* After Enslin receives the ominous "Don't enter 1408" postcard, it's never brought up again, not even with Mr. Olin. What would he have had to say if Enslin had shown it to him?
** Probably something along the lines of "Good advice. You should listen to it." Assuming the room itself somehow arranged for the postcard to be sent, Mr. Olin probably wouldn't have raised that possibility, since it would've just raised Enslin's interest in the room.

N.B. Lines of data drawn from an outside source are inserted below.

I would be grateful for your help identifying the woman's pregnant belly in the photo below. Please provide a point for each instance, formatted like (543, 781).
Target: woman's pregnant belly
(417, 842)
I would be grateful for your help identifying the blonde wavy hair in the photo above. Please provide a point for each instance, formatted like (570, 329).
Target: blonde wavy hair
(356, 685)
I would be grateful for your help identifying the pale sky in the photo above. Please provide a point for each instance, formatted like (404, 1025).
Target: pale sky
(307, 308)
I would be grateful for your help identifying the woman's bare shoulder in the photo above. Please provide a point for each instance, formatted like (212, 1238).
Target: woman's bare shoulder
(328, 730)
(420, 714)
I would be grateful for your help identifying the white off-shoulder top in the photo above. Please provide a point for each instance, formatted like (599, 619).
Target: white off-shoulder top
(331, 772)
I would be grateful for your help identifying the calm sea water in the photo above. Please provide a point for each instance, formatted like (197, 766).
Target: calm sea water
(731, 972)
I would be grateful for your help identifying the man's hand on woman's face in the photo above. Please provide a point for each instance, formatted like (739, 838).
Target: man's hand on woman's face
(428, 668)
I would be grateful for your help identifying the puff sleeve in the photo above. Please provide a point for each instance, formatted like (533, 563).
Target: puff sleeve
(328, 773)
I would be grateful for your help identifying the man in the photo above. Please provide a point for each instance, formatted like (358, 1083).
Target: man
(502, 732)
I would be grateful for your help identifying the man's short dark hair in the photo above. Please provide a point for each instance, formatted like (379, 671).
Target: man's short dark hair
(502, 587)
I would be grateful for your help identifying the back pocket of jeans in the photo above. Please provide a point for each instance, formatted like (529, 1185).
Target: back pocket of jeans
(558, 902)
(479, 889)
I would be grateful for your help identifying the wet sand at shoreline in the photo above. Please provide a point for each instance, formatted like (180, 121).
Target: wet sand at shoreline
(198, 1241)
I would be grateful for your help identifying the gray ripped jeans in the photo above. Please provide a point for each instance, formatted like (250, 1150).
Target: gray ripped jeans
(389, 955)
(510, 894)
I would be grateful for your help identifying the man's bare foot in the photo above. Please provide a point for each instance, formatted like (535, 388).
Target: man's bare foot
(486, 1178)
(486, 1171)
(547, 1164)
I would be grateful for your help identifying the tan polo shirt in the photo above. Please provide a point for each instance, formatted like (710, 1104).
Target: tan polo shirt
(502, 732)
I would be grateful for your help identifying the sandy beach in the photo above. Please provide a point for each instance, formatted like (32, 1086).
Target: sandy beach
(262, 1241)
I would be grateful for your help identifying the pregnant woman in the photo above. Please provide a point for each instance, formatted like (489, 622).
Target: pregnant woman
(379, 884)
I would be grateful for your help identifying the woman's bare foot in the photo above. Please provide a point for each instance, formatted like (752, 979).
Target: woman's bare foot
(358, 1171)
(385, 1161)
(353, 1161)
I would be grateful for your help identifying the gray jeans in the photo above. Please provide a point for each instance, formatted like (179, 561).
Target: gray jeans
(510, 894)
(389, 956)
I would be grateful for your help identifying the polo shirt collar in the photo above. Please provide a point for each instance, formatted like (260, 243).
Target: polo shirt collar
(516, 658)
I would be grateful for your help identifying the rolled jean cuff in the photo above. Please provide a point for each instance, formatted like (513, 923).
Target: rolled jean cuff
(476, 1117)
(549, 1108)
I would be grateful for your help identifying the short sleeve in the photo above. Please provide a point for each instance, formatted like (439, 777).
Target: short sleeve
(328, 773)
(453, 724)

* If Olin really wanted to keep anyone from ever using the room why didn't he just have the windows and door carefully covered up? Heck, if he really wanted to keep Enslin out why didn't he simply claim that the room was undergoing renovations? It's not as though the law states that the hotel has to provide that specific room on demand.
** Actually it does. This is made a big point of in both story and movie. (The logic remains for sealing it off. The renovations answer would quickly break down for someone as determined as Mike, though.)
*** In the story, Olin explains that the owners don't believe the room is evil and would fire him if he tried to seal off the room.
*** The story also explains that due to civil rights laws that prevent things like the managers putting minority clients into crappy rooms, anyone who demands a specific room at a hotel can get it, as long as it's not occupied. Normally, Olin doesn't let guests into 1408, but since Enslin insisted on that specific room...
** Possible FridgeBrilliance: What if they tried that, and ''it didn't work?'' The room can clearly warp reality within itself, so it's not unrealistic for it to have enough control in the general vicinity to prevent its supply of victims from being cut off entirely.
* Why bother to clean the room? That just puts the cleaning staff in danger for no reason.
** They're required by law to clean every room after a certain amount of time, whether it's been occupied or not. As noted above, the room has to be provided if demanded, and it can't legally be occupied if not cleaned. To his credit, at least Olin employed specific safety measures in having the room cleaned, and while declining to do so is the logical choice, it's not the practical one.
* How do we know if the ending is real? Is he really out of that room or is he still there, trapped forever? The ending could be all in his head.
** Remember, the room is malicious. Making him think he defeated it and is living a normal life again isn't really mean enough to go through all the trouble... unless it's giving an even lengthier HopeSpot where it's least expected.
* Hold on. Taking the time-loop theory into account, Lily arrives at the beginning of the hour -- 45 minutes before Mike contacts her on video-chat.
** That's assuming it is a time-loop. It seems more that time is whatever the room wants it to be. It didn't literally send him back to the beginning any more than it sent him forward to a burned room. It just sort of... made a new hour.
* At one point Enslin climbed out onto the ledge to escape and find that all the other windows of the hotel are just -- gone. Dumb question time. What if he'd just jumped or even fallen? Would he have died when he hit? Or would he have landed back in 1408's bed so it could torment him some more?
** Near the end of the film Enslin asks the room why they don't just kill him, and it explains that it likes to offer its guests free will. I like to think that the room only derives real satisfaction from guests choosing to kill themselves - if they do it by accident it's a bit of a cheat.
** Alternatively, he could've done it and died, same way the room somehow got someone to drown in chicken soup.
* Why does everyone dismiss the hallucinogens theory? Chocolates, pumped through the ventilation ...etc. A sufficient amount of prepared bizarre incidents (chocolates, toilet paper,...) complemented with the victim's imagination would be plausible for the film. As for Olin hearing and seeing things at the end, that happened after he touched the recorder, which could've still been carrying hallucinogens from the room.
** Because that [[DoingInTheWizard removes the mystery in favor of the mundane]], which defeats the enjoyment of the entire genre, as the film itself pointed out.